It seems that the request header is being critically scrutinized. I have played a bit with the request header, and e.g. this was a successful request at the time of writing this answer:
import requests
url_path = r'https://www.ticketweb.com/search?q='
HEADERS = {
"Accept-Language": "en-US,en",
"Accept": "*/*;q=0.9",
"User-Agent": "Mozilla/5.0 (Windows NT 10.0; Win64; x64) AppleWebKit/537.36 (KHTML, like Gecko) Chrome/109.0.0.0 Safari/537.36"
}
response = requests.get(url_path, headers=HEADERS)
response.raise_for_status()
print(response.text)
Here is a good explanation about the q
-Parameter in the request header. tldr; (as far as I understood this) It indicates that the instruction is not handled quite so strictly, which you accept as the requester.
I came to the solution by copying the complete request header from a firefox request and tried to minimize it as far as I can, also played a bit with the q
-Parameter as already mentioned.
EDIT: In the meanwhile this request is not working anymore
Important note
If you read the terms of use on the page, you will see something like this:
[...] you agree that you will not:
- Use any robot, spider [...]
- Use any automated software or computer system to search for [...]
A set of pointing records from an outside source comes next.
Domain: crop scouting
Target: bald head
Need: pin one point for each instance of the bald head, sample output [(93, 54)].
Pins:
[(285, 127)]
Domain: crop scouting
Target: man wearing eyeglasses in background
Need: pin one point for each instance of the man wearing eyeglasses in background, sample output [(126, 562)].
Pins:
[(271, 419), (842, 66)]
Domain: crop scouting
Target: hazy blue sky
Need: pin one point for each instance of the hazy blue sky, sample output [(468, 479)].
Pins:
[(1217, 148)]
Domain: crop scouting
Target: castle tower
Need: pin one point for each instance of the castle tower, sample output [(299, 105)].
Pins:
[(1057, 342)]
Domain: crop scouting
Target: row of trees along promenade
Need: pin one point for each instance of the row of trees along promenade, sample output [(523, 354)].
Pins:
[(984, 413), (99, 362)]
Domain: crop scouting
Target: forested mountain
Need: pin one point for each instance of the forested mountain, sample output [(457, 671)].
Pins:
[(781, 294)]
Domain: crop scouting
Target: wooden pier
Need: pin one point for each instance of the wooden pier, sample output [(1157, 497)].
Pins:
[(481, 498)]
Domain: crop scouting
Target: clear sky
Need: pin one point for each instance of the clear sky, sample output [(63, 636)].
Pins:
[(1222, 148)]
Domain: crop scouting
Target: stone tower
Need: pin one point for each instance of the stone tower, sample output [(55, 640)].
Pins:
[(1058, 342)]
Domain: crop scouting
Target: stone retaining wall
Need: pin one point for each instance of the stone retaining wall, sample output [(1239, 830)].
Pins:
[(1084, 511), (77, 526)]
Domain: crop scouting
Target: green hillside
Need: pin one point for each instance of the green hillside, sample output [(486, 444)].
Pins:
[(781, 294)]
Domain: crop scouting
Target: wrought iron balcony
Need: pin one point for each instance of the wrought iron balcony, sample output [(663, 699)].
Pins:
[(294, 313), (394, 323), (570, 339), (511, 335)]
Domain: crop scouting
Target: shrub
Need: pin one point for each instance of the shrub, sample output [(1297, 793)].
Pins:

So it is very likely that the site owners analyzing some criteria to see if a request is made from a browser or from a machine. If they assume that a computer program is accessing the site, they can block or manipulate the response (e.g. returning an empty result or returning an arbitrary status code like 506 or even 418 if they want).
That means: Web scraping can fail at any time. Especially if the site owners don't want you to download their content automatically, because site operators can always come up with new things to prevent automated access.
If you are allowed to download the content, you will have to do more work, e.g. use selenium web driver, consider cookies, humanize the request times and maybe not always use the same IP address for the automated accesses, using caches from the site etc.
This is hard to do with purely the requests
library or only using curl
. So instead of faking a human request, why not using a browser and doing the request for you?
Here is an example how to request via Selenium's Browser. This should work for url https://www.ticketweb.com/search?q=taylor+swift
and driver.find_element(by=By.TAG_NAME, value="body")
. The browser can also be used headless by injecting --headless
to the browser options, so no need to see the browser UI during the process.
But again: Web scraping can fail at any time and please read carefully the terms of use if you are allowed to read the page automatically at all.
BTW: utf-8
is not listed as Accept-Encoding
parameter here. But it seems that you don't need it anyways.